Source Environmental Research Letters 7 (2012)2. - ISSN 1748-9326
DOI http://dx.doi.org/10.1088/1748-9326/7/2/024012
Department(s) Earth System Science
Meteorology and Air Quality
WIMEK
Publication type Refereed Article in a scientific journal
Publication year 2012
Keyword(s) carbon-cycle models - land-cover change - environmental-change - atmosphere-ocean - simpler model - scenarios - emissions - impact - feedbacks - dynamics
Abstract There are several reasons to strengthen the cooperation between the integrated assessment (IA) and earth system (ES) modeling teams in order to better understand the joint development of environmental and human systems. This cooperation can take many different forms, ranging from information exchange between research communities to fully coupled modeling approaches. Here, we discuss the strengths and weaknesses of different approaches and try to establish some guidelines for their applicability, based mainly on the type of interaction between the model components (including the role of feedback), possibilities for simplification and the importance of uncertainty.

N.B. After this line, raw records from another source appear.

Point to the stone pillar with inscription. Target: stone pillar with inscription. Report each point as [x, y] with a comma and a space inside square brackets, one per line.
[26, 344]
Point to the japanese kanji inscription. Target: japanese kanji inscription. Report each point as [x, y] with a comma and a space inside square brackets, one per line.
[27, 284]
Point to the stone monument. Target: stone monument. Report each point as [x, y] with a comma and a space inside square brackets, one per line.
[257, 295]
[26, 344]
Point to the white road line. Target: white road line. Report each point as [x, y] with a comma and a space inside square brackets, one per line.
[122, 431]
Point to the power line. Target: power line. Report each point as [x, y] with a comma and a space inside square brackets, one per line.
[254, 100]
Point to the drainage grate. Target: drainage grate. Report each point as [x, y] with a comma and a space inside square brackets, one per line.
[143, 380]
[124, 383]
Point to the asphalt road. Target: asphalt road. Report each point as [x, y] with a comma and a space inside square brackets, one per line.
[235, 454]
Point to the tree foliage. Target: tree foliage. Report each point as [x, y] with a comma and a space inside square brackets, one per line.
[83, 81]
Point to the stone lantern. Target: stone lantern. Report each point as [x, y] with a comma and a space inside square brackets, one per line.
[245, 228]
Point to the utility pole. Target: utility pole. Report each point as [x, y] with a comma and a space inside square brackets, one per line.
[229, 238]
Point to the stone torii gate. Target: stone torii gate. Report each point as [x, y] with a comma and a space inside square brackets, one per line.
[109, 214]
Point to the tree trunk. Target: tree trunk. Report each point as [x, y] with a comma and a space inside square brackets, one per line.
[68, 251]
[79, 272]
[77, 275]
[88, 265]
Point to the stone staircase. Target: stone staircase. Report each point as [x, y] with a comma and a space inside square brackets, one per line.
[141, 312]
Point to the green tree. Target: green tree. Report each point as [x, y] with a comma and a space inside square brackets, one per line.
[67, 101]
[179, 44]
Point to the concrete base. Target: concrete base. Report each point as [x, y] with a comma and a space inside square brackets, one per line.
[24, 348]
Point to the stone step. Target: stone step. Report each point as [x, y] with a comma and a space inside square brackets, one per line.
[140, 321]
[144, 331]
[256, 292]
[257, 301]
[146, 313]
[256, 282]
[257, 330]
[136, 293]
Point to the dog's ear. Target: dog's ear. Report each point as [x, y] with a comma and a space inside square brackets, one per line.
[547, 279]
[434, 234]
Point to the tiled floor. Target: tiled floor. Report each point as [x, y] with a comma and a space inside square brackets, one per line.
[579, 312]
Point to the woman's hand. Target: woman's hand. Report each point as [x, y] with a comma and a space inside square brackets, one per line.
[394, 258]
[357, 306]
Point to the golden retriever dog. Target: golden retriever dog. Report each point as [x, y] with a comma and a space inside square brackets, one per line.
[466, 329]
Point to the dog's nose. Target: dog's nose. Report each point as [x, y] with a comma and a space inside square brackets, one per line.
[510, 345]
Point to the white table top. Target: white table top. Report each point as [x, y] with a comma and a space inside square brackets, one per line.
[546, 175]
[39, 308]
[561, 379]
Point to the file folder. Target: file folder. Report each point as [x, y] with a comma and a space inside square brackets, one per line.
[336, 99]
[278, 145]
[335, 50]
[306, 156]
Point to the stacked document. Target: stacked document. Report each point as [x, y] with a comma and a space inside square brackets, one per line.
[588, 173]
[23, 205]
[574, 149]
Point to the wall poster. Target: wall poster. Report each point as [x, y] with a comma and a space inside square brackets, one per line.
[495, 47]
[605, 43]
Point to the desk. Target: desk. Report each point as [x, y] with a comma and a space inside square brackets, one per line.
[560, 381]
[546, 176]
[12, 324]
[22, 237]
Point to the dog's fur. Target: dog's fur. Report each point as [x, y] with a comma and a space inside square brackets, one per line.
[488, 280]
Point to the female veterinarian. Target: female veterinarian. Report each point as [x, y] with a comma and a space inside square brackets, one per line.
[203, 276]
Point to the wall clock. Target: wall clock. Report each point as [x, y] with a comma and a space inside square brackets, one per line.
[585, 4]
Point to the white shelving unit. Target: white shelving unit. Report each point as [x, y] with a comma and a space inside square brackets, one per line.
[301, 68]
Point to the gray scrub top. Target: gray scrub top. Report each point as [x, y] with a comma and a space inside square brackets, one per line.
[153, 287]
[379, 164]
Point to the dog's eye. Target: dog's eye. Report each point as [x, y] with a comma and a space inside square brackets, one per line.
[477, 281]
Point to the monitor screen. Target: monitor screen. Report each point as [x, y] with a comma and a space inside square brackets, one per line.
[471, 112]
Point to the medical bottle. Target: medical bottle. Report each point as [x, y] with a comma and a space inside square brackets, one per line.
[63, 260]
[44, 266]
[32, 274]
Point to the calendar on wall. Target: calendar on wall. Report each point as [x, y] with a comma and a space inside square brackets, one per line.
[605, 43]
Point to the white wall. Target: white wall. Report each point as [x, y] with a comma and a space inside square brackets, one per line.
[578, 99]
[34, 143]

We also discuss several important areas of joint IA–ES research, such as land use/land cover dynamics and the interaction between climate change and air pollution, and indicate the type of collaboration that seems to be most appropriate in each case. We find that full coupling of IA–ES models might not always be the most desirable form of cooperation, since in some cases the direct feedbacks between IA and ES may be too weak or subject to considerable process or scenario uncertainty. However, when local processes are important, it could be important to consider full integration. By encouraging cooperation between the IA and ES communities in the future more consistent insights can be developed.